Поездка наша с некоторыми приключениями — отдельный сюжет, а сейчас я лишь хочу сказать, что, проделав этот путь, я, воевавший осенью сорок второго в Калмыкии, отнюдь не в райском месте, — так что определенная точка отсчета у меня была, и уже много знавший о том, что происходило в тридцать девятом на Халхин-Голе, только после этой поездки составил себе более или менее ясное представление о том, как доставалось тем, кому пришлось тогда здесь сражаться.
Назавтра мы поехали по местам боев. Следы войны не стерлись: окопы, землянки, капониры, хотя и полузасыпанные, еще были хорошо видны.
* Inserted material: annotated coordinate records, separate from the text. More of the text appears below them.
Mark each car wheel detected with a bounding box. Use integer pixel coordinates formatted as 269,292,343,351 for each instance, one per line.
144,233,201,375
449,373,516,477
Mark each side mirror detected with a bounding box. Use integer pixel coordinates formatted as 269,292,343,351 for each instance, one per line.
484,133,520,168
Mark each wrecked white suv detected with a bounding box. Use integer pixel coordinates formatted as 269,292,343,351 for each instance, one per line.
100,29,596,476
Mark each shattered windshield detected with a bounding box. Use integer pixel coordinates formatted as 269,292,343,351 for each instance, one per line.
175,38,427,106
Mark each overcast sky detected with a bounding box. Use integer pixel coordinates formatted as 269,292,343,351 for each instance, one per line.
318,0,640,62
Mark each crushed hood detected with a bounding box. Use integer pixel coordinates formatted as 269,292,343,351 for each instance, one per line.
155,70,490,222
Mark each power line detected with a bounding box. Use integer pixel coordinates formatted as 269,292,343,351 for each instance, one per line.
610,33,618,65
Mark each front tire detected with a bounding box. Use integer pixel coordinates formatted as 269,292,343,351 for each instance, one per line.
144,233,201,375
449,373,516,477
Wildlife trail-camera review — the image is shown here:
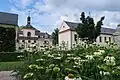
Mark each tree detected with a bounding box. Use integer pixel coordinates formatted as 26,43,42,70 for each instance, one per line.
52,28,59,45
76,12,105,43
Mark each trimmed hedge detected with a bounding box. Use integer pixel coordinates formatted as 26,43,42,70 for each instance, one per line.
0,52,24,62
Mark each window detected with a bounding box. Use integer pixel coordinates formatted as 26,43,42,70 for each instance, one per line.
28,40,31,43
99,36,102,42
109,37,111,42
17,40,19,43
104,37,107,42
27,32,31,37
22,40,25,42
34,40,36,43
38,36,40,38
74,34,77,41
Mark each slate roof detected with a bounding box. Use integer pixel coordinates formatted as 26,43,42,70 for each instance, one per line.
18,36,38,40
0,12,18,25
65,21,115,34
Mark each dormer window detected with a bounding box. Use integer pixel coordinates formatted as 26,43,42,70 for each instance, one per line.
27,32,31,37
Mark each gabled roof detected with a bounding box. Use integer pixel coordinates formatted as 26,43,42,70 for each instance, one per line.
0,12,18,25
64,21,79,30
64,21,115,34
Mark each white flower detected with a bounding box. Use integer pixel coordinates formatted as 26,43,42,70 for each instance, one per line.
36,59,44,62
65,76,75,80
98,50,105,53
100,71,110,75
44,51,50,54
76,77,82,80
17,55,24,58
104,56,116,66
48,54,54,58
74,57,81,60
54,57,61,59
23,73,33,78
93,52,102,56
25,48,33,52
29,64,38,69
85,55,93,60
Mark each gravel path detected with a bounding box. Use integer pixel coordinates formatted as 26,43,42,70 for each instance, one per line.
0,71,16,80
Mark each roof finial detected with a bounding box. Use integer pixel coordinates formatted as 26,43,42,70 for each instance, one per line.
89,11,91,17
27,10,31,25
28,10,30,16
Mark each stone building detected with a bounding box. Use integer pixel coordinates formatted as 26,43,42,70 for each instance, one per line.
16,16,52,50
0,12,18,52
59,21,115,49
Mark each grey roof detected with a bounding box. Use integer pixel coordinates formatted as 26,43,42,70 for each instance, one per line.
18,36,38,40
18,30,51,40
65,21,79,30
0,12,18,25
65,21,115,34
101,27,115,34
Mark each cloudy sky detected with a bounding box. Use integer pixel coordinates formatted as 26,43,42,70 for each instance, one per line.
0,0,120,33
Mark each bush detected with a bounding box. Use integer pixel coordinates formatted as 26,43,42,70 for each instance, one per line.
16,45,120,80
0,52,24,62
0,26,16,52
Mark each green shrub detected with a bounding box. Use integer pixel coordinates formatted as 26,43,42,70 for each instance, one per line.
0,52,24,62
14,45,120,80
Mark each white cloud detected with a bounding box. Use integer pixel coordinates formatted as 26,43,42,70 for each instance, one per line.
11,0,120,32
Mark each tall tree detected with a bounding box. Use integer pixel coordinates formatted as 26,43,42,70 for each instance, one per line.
52,28,59,45
76,12,105,43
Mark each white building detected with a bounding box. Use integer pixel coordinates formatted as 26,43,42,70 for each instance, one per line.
16,16,52,50
59,21,115,49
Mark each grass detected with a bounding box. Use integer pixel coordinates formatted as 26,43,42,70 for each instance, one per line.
0,61,23,71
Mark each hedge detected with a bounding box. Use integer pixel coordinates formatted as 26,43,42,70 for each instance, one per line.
0,52,24,62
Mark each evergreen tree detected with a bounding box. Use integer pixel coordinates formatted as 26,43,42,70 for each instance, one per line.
76,12,105,43
52,28,59,45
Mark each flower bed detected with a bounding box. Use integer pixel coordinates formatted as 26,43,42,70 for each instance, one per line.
14,44,120,80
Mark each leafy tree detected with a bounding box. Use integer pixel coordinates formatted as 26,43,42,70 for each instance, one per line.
52,28,59,45
76,12,105,43
0,27,16,52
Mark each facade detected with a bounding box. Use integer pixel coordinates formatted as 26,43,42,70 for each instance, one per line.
59,21,115,49
113,25,120,47
16,16,52,50
0,12,18,52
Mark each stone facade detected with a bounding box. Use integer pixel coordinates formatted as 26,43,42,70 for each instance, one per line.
59,21,116,49
16,17,52,50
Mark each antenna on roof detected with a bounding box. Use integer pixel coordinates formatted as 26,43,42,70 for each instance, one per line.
28,10,30,16
89,11,91,17
27,10,31,25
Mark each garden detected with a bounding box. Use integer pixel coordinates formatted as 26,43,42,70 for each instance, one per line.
11,43,120,80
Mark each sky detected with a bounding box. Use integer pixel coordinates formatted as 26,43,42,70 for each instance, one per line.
0,0,120,33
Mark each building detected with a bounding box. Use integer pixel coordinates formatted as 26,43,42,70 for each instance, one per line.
113,25,120,47
16,16,52,50
0,12,18,52
59,21,115,49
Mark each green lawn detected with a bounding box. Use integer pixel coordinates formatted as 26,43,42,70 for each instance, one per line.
0,61,23,71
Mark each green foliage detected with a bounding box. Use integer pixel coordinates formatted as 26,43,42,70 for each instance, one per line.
52,28,59,45
0,27,16,52
16,44,120,80
0,61,23,71
0,52,25,62
76,12,104,43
Много разного железа — останки орудий, автомашин, броневиков. Места совсем безлюдные, ни одного человека мы не встретили, никто это железо не собирал, да и что с ним можно было делать, до тех мест, где оно пошло бы в переплавку, многие сотни километров — не стоило этим заниматься.
Время от времени нам попадались когда-то наспех сооруженные из того, что было под руками, обелиски братских могил — их оказалось меньше, чем я ожидал, и время их тоже не пощадило, никто за ними не присматривал, не приводил в порядок — зрелище это было горькое. Там, где сохранилось какое-то подобие надписей, я просил остановить машину, мои спутники терпеливо меня ждали. Но если там и были когда-то какие-то фамилии, сейчас уже ничего нельзя было разобрать. Даже в двух или трех местах, где фамилии погибших были выбиты гвоздем на листе жести, были уже просто дыры.
Возвратившись в Москву, я поделился с Константином Михайловичем своими печальными впечатлениями: «Там, в Монголии, ведь много наших частей. Вместо того чтобы заниматься показушными комнатами боевой славы, привели бы в порядок братские могилы». Он сказал мне, чтобы я написал об этом письмо в ПУР, а он его передаст. Что и было сделано. Но так как в ту пору все, что затевалось Симоновым, в ПУРе встречалось в штыки, я даже ответа не получил.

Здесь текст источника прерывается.